島原鉄道社長、盲目の宮崎康平(竹中直人)は郷土史家として有名である。ある時NHK福岡に招かれて「九州の歴史」を話すことになった。局側の担当は長浜和子(吉永小百合)。康平は邪馬台国の実像を探ることこそ、日本の起源を探ることだと力説する。 和子はこの破天荒な人物に戸惑うが、島原に来なさいと言う誘いに乗ることになった。社長は超ワンマンで、島原鉄道に新たに観光バス事業を起こすことにした。そのバスガールの教育係に和子を起用することになった。事業は成功しバスの観光事業は鉄道事業とともに軌道に乗った。 好事魔多し。島原に大洪水が襲った。康平は行方不明。和子をはじめ社員一同の必死の捜索により康平」は見つかった。意識が戻ったとき康平はおかしなことを言い出した。「わが郷土島原は遺跡の上に出来た町」。川に流されまいと必死につかまった土器は縄文時代中期のものらしい。 鉄道の復旧作業が始まると、次々と土器が出てきた。しかし康平のワンマン経営、康平の遺跡発掘に傾注した仕事振りには、他の役員達も愛想をつかし、役員会で康平の解任が決議されてしまった。観光バス事業は廃止、和子の仕事はなくなった。福岡に帰ろうとする和子を止めて、貴女のする仕事はまだある、私の女房になることです。康平の前妻は夫のあまりの傍若無人の振る舞いに愛想を尽かし、二児を置いて去ってしまっていた。 盲目の康平はかんしゃくもち、杖を振り回し物を投げつける。和子はじっと暴君ぶりに耐え、夫の偉さを認め、夫の研究の援けにと、本を読んだり、調査に歩いたりした。私が貴方の目となり手足となります。誠に和子と言う人は偉い人だ。その甲斐あってか遂に夫の著作「まぼろしの邪馬台国」が認められ、第一回の吉川英治文学賞受賞の栄に浴した。 康平は目が見えないにもかかわらず、現地に足を運ばないと気がすまない。和子は立体的な地図を作り、康平と共に歩き、その地図を埋めていった。盲目の人の勘は鋭い。目が見えるように景色が写る。やがて眺めの良い大地に差し掛かると、此処が邪馬台国だと康平が叫ぶ。康平の調査は止まらない。更に卑弥呼の墓を探そうと歩き回る。そしてある小山で杖の当たりが違う。此処が卑弥呼の墓だと断定して、人を集め発掘にかかる。しかしその作業の途中、行平は不帰の人となってしまった。

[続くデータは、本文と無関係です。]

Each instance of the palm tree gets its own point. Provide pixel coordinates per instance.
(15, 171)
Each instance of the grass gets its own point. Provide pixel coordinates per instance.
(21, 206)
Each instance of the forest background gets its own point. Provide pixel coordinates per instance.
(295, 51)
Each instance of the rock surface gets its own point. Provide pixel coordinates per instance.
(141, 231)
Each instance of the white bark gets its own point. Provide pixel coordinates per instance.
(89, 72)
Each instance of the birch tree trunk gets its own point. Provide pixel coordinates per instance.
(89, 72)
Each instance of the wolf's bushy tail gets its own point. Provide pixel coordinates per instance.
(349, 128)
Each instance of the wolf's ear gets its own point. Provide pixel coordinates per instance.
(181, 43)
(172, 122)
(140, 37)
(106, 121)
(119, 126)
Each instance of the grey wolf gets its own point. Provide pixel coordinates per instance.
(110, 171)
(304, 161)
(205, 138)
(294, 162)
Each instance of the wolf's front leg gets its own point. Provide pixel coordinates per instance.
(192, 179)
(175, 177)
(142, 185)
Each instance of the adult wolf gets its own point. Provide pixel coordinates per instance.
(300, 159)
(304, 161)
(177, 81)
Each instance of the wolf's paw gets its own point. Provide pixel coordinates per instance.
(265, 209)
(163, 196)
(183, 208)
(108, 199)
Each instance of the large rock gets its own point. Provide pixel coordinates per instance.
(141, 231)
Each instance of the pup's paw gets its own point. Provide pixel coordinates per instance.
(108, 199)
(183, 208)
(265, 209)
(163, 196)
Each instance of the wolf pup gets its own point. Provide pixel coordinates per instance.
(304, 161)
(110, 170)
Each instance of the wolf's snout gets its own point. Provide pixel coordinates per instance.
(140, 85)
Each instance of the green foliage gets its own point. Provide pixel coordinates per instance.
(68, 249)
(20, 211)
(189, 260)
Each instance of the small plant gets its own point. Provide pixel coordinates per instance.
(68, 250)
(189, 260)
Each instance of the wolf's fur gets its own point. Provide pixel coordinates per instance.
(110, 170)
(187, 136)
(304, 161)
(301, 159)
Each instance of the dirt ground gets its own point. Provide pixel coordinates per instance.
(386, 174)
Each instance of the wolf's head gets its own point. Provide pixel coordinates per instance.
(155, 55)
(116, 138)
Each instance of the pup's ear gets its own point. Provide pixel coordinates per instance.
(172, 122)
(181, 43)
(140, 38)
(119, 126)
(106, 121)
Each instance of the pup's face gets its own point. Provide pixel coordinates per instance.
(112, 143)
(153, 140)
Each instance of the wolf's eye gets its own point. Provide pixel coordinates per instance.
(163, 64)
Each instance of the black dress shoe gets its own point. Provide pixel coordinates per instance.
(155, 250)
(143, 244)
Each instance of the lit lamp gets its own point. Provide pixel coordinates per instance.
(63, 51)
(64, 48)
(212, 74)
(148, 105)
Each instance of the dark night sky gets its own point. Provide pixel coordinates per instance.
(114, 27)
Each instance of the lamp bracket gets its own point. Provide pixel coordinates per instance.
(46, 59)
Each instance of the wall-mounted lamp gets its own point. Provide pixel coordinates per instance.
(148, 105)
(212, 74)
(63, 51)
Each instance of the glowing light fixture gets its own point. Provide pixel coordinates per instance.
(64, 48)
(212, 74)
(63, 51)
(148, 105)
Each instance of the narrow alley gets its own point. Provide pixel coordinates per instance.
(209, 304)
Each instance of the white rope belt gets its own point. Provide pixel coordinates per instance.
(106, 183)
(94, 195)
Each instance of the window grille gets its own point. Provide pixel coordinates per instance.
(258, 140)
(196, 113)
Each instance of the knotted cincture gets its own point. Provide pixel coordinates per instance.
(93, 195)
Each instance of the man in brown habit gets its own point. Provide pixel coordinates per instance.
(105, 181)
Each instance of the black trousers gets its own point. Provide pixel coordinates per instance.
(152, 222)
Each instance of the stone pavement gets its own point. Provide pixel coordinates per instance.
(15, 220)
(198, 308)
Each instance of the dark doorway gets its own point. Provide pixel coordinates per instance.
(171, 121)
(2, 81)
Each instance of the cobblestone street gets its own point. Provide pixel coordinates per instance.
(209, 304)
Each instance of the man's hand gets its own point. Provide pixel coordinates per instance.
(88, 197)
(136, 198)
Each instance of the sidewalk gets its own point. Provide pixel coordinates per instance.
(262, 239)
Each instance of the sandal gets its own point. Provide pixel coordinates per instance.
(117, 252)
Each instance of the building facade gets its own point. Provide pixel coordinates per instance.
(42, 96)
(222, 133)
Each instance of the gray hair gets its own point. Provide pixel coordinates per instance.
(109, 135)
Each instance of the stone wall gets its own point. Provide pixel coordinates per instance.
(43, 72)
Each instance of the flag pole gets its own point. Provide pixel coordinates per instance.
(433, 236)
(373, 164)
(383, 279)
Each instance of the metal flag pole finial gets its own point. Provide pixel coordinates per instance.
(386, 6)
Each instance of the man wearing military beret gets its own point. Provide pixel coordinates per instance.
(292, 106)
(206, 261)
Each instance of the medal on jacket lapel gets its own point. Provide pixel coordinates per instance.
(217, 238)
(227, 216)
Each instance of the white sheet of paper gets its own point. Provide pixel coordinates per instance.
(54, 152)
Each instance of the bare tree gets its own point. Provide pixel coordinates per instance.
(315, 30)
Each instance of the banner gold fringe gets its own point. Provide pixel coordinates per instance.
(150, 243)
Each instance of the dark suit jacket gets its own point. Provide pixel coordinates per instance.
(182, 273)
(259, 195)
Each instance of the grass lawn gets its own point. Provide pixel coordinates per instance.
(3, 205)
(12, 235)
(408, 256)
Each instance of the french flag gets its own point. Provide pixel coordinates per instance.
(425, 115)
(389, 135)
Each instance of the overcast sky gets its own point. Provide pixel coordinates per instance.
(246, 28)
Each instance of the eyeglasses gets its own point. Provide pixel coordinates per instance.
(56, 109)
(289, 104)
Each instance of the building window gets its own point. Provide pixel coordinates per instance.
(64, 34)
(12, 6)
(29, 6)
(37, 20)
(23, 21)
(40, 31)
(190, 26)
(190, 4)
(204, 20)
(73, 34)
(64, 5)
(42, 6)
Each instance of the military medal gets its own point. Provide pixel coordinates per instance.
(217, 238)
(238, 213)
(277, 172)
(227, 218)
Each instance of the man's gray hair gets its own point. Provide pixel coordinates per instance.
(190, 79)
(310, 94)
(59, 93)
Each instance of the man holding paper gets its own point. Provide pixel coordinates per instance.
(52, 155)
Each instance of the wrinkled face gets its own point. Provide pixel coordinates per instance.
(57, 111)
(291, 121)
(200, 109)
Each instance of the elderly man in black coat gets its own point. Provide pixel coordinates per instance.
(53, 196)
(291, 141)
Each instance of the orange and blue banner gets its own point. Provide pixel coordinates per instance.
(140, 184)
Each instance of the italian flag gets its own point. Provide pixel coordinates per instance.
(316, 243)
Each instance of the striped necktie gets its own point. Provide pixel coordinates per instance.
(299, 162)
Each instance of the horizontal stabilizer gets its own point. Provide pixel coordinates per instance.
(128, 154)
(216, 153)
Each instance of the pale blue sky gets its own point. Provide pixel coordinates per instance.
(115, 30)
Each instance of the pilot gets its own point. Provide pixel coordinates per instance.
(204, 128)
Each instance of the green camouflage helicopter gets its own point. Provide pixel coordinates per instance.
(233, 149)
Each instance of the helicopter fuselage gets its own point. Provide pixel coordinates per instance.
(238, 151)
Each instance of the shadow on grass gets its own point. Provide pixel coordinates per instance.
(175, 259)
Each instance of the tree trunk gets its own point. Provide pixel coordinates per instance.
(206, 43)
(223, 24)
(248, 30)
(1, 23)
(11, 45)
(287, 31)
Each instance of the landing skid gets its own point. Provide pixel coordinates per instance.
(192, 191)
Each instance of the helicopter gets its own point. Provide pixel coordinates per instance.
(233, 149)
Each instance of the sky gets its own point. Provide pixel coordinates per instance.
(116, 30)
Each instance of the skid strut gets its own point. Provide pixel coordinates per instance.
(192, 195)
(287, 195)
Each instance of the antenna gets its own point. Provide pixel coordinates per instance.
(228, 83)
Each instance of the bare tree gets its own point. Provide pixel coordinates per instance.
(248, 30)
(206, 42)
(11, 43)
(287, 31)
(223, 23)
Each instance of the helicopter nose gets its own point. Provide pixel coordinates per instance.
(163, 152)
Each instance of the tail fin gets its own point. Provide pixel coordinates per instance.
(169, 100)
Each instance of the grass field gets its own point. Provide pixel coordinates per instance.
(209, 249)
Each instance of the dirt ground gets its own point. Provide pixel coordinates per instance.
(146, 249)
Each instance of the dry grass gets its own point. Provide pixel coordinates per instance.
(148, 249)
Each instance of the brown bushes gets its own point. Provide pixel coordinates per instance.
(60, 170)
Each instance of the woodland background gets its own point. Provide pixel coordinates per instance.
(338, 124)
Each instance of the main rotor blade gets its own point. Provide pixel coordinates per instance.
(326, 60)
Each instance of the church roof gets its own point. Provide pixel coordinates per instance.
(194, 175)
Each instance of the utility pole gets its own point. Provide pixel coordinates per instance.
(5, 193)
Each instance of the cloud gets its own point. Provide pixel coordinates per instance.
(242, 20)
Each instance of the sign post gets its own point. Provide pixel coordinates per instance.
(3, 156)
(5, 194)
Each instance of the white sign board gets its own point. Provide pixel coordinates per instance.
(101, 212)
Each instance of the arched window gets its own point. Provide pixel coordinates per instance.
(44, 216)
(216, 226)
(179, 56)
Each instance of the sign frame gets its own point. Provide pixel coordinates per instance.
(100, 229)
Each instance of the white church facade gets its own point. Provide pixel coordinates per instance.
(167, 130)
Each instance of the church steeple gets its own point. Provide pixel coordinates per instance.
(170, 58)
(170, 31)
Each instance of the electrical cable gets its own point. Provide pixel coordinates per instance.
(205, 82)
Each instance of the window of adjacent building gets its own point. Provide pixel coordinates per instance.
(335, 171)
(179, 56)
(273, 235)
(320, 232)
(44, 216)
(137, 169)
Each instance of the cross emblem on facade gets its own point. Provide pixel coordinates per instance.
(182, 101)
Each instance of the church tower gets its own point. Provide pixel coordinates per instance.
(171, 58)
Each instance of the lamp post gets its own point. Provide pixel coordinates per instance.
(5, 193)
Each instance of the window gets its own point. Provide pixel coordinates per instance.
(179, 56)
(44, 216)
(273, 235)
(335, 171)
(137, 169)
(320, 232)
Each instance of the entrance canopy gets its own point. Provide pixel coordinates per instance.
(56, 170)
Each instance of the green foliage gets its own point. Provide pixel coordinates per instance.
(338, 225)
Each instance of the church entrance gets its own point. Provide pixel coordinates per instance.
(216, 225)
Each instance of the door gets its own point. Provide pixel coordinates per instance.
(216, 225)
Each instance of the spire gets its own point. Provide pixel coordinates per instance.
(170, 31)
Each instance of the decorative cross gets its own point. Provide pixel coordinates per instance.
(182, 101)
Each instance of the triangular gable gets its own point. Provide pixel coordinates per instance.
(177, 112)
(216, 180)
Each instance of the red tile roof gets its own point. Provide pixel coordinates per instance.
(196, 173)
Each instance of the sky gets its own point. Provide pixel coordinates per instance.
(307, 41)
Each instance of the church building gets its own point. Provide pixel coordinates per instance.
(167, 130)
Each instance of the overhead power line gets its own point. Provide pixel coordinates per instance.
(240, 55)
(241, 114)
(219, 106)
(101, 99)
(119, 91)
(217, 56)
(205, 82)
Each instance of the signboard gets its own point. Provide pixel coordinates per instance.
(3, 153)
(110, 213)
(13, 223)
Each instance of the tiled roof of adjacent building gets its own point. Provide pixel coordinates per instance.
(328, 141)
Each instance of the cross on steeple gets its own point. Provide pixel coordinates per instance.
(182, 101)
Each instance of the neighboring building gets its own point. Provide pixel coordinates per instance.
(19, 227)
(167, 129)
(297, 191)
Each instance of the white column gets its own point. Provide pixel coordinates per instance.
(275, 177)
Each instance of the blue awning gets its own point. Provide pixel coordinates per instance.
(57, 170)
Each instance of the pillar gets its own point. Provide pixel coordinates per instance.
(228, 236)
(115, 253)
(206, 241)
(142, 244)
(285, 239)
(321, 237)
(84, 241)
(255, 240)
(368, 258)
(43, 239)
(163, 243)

この物語は康平の邪馬台国探しであるが、この傍若無人の康平の癇癪の発揮振りと、それに耐えて、ひたすら夫の研究を助ける和子の賢妻ぶりが見せ所である。今の世の中こんな仏様のような人はみられない。よほど夫の研究者としての能力を評価していたのだろうか。それでも押さえきれなくなって、生卵を二個投げつけるシーンがある。堪忍袋の緒が切れたというところか。吉永小百合が奥さんを訪ねたときの話では、映画みたいにひどくはなかったらしいが。・・・
私は古代史に特別興味がある訳ではないが、大和に住んで40年、何となく畿内説に軍配を挙げたくなる。年に10回ほどこの辺りを歩いたり車で通ったりする。 私が九州で訪れた関連ある場所と言えば、吉野ヶ里遺跡ぐらいである。そこで印象的であったのは卑弥呼の像で、天に向って何か叫んでいるものであった。高床式の家が立ち並び九州の人の並々ならぬ意欲がうかがえた。 箸墓古墳の向かいに三輪そうめんの老舗山本がある。古墳に沿って東に進むと山本の立派な社長宅、研究所が並ぶ。住宅地を通って暫くいくとホケノ山古墳がある。その当たりから少し上りになり、やがて柿畑が広がる。振り返れば大和平野が一望され、大和三山が浮ぶ。やがて山の辺の道に着く。この当たりの地形は三輪山の裾野に広がり、誠に伸びやかで、まさに邪馬台国に相応しいところではないか。大和に永らく住むものの、身びいきかもしれないが。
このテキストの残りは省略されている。